Lorenzo Minoia, il biologo per passione che sussurra ai delfini

Il 25enne di Casalpusterlengo lavora a un progetto sui tursiopi

Lorenzo Minoia, il biologo per passione che sussurra ai delfini
Lorenzo Minoia in Sud Africa nella spiaggia di Boulders Beach a Simon’s Town

Da Casalpusterlengo a Imperia, passando da Genova, la Galizia e il Sudafrica, per trasformare la passione per il mare nel suo lavoro. Lorenzo Minoia, 25enne casalino, è un biologo marino e ha fondato un’associazione di promozione sociale, che mira a monitorare la presenza dei delfini tursiopi e di altra fauna marina nelle acque tra Capo Noli e Ventimiglia. «Dopo le superiori al Cesaris, ho fatto la triennale in Scienze Naturali a Pavia, poi mi sono trasferito a Genova per la magistrale in Biologia Marina - spiega Lorenzo -. Mi sono poi laureato con una tesi su uno squalo di profondità, il Somniosus rostratus, identificato nel 2010 e ancora poco conosciuto. In particolare, ne ho studiato lo sviluppo embrionale, arrivando a conclusioni che spero di poter approfondire con ulteriori studi», racconta.

Attualmente Lorenzo si trova all’Isola d’Elba, dove lavora come guida subacquea per il Diving Pomonte & Outdoor, ma la sua attività principale, appunto, si identifica con quella dell’APS “Delfini del Ponente”, realtà di cui è socio fondatore insieme ad altri sei giovani, con provenienze e formazioni differenti, ma uniti dall’obiettivo di «approfondire la conoscenza dell’ambiente marino, al fine di tutelare la biodiversità e favorire una migliore coesistenza tra attività umane e salvaguardia del patrimonio naturale», come di legge nel loro statuto. «Esistiamo ufficialmente da quest’anno, ma il progetto è attivo dal 2018 - spiega il giovane -. Realizziamo circa dieci uscite di ricerca al mese, in tutte le stagioni, per avere un quadro chiaro e dettagliato sulla presenza dei tursiopi, sulle interazioni tra questi animali e le attività umane e sulle dinamiche di interazione fra i diversi individui.

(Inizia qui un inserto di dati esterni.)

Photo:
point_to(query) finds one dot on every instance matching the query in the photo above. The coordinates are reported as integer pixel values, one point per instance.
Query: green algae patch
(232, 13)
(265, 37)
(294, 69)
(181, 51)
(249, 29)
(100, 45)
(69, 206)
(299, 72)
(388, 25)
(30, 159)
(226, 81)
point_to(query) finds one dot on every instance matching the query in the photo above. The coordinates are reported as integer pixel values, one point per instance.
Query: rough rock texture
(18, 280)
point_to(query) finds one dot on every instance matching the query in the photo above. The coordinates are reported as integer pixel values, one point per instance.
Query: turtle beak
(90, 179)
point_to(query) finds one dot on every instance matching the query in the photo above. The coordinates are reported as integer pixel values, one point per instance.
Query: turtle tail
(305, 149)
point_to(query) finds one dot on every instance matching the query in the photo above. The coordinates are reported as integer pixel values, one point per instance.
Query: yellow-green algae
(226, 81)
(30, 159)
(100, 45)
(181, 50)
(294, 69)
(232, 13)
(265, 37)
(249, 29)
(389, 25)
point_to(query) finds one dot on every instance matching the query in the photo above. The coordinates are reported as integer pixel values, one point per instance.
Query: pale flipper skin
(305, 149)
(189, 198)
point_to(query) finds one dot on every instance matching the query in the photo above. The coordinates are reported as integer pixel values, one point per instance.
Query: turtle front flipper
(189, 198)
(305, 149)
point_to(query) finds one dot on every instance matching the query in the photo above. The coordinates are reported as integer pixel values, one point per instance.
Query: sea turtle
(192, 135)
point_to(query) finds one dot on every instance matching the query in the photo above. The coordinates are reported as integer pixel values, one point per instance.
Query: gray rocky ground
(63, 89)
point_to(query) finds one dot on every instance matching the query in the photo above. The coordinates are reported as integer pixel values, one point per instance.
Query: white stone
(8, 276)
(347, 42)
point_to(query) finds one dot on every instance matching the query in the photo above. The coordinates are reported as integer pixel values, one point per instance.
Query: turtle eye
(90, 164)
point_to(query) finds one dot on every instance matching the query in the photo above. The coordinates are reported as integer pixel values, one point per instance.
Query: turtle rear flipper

La principale tecnica utilizzata, la foto-identificazione, permette in modo poco invasivo di identificare i singoli animali incontrati grazie alle fotografie della pinna dorsale e alla creazione di un catalogo in cui inserire e successivamente riconoscere i tursiopi avvistati». Ma le attività non si limitano alla ricerca; infatti, racconta Lorenzo: «Abbiamo organizzato diversi eventi legati al progetto di ricerca e alla condivisione delle interessanti scoperte, in linea con la mission di sensibilizzazione e di educazione ambientale dell’associazione: gli “Aperi-dolphin”, serate conviviali in cui sono stati presentati i risultati di ogni anno di ricerca, le mostre fotografiche, i seminari, le veleggiate “Sulla Rotta dei Delfini” e le sessioni di yoga pro-progetto».

Fiore all’occhiello dell’associazione, poi, è la presenza di stagisti, anche internazionali, che «trascorrono un periodo di almeno 30 giorni ad Imperia partecipando ad ogni fase della ricerca. Più di 25 ragazzi italiani, europei ma anche americani ed asiatici sono stati coinvolti in queste attività nel corso dei primi due anni del progetto», spiega il giovane, il cui prossimo obiettivo è quello di portare un po’ di mare anche nella sua città natale. «Mi piacerebbe soprattutto poter realizzare dei progetti nelle scuole, per avvicinare i bambini alla conservazione e tutela ambientale, una tematica sempre più sensibile che credo dovrebbe risultare prioritaria per tutti, a partire dai più piccoli».